A team of researchers at the universities of Linkoping in Sweden and Okayama in Japan has developed a combination of materials that can morph into different shapes and can be hardened. The team was actually inspired by the growth of bones in the skeleton. The bone development process involves the transformation of soft bones at an initial stage into hardened material that uses the same substances found in the skeleton.
Edwin Jager, associate professor at the Department of Physics, Chemistry, and Biology at Linkoping University said, “We want to use this for applications where materials need to have different properties at different points in time. Firstly, the material is soft and flexible, and it is then locked into place when it hardens. This material could be used in, for example, complicated bone fractures. It could also be used in microrobots – these soft microrobots could be injected into the body through a thin syringe, and then they would unfold and develop their own rigid bones.”
The team came up with the idea during a research visit in Japan where Jager met with Hiroshi Kamioka and Emilio Hara, who conduct research into bones. The researchers had discovered a biomolecule that could strengthen bone growth in a short period of time. They wondered if it could be combined with Jager’s materials research to develop new materials.
In the study, researchers created a simple “microrobot” that can take different shapes and change stiffness. The team started with a gel material called “alginate”. A polymer material is grown on one side of the gel. This material is electroactive, and it changes its volume upon the application of some high voltage. This can cause the microrobot to bend in a specified direction.
Researchers attached biomolecules to the other side of the gel. These biomolecules allow gel material to harden. The material can then be immersed in a cell culture medium, an environment that resembles a body and contains calcium and phosphor. Once it is submerged, the biomolecules make the gel mineralize and harden.

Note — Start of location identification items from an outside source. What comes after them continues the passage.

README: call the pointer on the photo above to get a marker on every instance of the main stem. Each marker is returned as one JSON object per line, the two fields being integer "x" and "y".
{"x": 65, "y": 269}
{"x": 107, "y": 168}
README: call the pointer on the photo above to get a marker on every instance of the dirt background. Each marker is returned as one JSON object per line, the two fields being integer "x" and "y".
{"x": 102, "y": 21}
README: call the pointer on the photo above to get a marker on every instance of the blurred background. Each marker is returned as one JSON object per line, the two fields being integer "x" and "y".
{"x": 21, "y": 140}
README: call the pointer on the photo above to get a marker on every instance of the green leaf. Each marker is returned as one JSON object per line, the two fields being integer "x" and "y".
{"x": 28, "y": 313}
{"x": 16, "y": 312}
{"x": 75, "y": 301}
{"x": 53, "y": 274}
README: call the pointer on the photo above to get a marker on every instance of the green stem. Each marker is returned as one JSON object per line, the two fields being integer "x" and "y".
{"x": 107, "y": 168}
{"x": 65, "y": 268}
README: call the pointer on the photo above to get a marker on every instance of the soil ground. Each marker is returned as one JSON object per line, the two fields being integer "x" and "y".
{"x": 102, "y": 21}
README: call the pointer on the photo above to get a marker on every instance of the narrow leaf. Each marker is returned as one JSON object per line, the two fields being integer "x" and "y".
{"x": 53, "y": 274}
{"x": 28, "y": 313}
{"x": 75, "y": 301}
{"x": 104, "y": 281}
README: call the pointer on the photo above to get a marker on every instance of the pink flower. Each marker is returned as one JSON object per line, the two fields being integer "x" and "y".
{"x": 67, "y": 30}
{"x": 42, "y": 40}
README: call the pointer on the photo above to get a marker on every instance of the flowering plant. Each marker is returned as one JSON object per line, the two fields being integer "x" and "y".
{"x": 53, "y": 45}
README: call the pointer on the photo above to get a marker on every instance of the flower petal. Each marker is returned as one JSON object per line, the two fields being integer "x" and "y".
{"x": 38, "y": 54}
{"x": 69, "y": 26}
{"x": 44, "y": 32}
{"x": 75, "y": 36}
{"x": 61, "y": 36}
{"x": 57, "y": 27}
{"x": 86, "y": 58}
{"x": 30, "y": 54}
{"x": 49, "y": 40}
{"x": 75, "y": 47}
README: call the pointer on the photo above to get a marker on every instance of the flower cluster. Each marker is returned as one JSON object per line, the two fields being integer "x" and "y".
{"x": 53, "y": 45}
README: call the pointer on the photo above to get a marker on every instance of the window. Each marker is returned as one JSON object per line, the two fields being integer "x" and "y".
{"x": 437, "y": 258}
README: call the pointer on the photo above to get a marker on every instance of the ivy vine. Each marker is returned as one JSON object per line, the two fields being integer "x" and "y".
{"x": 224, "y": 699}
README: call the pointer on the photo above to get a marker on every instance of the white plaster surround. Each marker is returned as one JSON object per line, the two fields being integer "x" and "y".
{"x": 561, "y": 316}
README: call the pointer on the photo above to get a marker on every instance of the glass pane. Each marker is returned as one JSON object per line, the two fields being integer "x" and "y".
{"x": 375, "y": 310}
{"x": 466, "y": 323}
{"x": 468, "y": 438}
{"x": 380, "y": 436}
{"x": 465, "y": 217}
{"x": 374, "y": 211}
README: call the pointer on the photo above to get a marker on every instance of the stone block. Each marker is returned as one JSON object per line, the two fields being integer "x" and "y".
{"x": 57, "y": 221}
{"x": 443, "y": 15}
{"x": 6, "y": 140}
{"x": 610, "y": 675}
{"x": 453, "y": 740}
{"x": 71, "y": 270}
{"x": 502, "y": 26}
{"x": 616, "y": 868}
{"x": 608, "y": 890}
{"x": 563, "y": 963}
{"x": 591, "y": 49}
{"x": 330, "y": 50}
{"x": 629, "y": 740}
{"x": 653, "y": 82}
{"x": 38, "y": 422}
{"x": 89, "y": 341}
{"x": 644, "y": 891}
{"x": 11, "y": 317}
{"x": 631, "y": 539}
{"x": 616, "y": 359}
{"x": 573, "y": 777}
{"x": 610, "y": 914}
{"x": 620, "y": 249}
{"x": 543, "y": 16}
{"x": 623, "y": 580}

There are many applications for this new material, such as bone healing. When in soft form, it is made to move into spaces in complicated bone fractures before expanding. After hardening, it would form the foundation for the construction of new bone.
The team has deployed the same material in their study, wrapping it around the chicken bones. The artificial bone hat subsequently develops grows together with the chicken bone. By making the patterns in gel, the researchers also determined the criteria for bending microbots upon the application of voltage. Perpendicular lines on the surface of the material make the robot bend in a semicircle, while diagonal lines make it bend like a corkscrew.
“By controlling how the material turns, we can make the microrobot move in different ways, and also affect how the material unfurls in broken bones. We can embed these movements into the material’s structure, making complex programs for steering these robots unnecessary”, says Edwin Jager.
Researchers are now looking into how its features work together with living cells. Actually, they want to learn more about the biocompatibility of this combination of materials.
The study was published in Advanced Materials.